Over time, various types of Korean spears have developed and evolved. The designs are similar to those of spears found elsewhere in Asia and the world, as much due to a process of convergent evolution as to external influence.

==Types of Korean spears==
- Jangchang: This long spear was usually about 10 ft in length with a 4 in blade on the end. It was used for throwing or just plowing through the enemy with long reach.
- Jukjangchang: This spear was longer, about 20 ft, and was made of bamboo. It was used for even greater distances than the regular jangchang. Although they weren't always quick, they were used in groups to keep many enemies at a distance. (see also pike)
- Gichang: This type of spear was about 9 ft long and had a flag near the end to distract enemies. The blade was larger than the jukjangchang.
- Dangpa: The main advantage of the dangpa was that the user could attack someone from a longer distance, was effective against medium swords, a good anti-cavalry weapon, and the ability to strike with heavy damage. The disadvantages were that, like most spears, the dangpa was not as fast as a skilled swordsman, could not be thrown, and was heavier than other spears. (see also Trident)
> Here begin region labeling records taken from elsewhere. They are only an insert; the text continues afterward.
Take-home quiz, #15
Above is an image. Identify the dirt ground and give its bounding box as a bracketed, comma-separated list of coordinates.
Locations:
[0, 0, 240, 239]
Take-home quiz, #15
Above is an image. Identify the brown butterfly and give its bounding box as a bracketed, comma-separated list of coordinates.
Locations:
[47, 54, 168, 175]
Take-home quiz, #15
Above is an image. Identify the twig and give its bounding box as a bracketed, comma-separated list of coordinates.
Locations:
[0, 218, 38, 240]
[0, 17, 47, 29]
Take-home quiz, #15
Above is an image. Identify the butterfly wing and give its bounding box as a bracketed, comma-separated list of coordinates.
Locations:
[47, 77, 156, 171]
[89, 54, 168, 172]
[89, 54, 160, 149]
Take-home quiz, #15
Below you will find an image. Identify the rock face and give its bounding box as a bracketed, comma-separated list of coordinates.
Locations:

- Nangseon: This was a multiple-tipped bamboo spear. It was about 25 ft long and has many other tips and blades branching from it. About half of it consisted of blades and the other half was just the handle of the spear. It was designed to deceive enemies into thinking it was a tree. The blades were steel and often poisoned, so that the slightest cut would mortally wound the opponent.
- Galgorichang: This was a hook spear that was used as an anti-cavalry weapon. It was about 3 yd long and it had a hook-like blade on the side of it; somewhat like a scythe, but with a shorter blade. (see also Guisarme)
- Topjang: This was a spear that had a blade with a flat top and saw teeth. "Topjang" literally means 'Saw Spear'.
- Neolbjakchang: Literally means 'wide spear'. This spear was called the wide spear because of its wide blade. The cutting edges weren't on the sides, nor was it a stabbing weapon. It was meant to cut with the top portion of the metal. It was rounded on top and sharpened with precision. The blade faced the opponent when being used. (see also Monk's spade)
- Dajichang: This spear had 2-4 heads and was used only for thrusting.
- Sabarichang: This spear had 3 tips but they were in a tripod formation.
- Yangjimochang: This spear had a long blade and with a large sword-guard. It was used to trap swords in their defense.
- Dongyemochang: This spear was the largest spear ever made in Korea. It was about 9 yd long. It is questioned if there were at least 2-3 people using it at once or if it was used by one great man. The literal translation is 'very long and great spear'.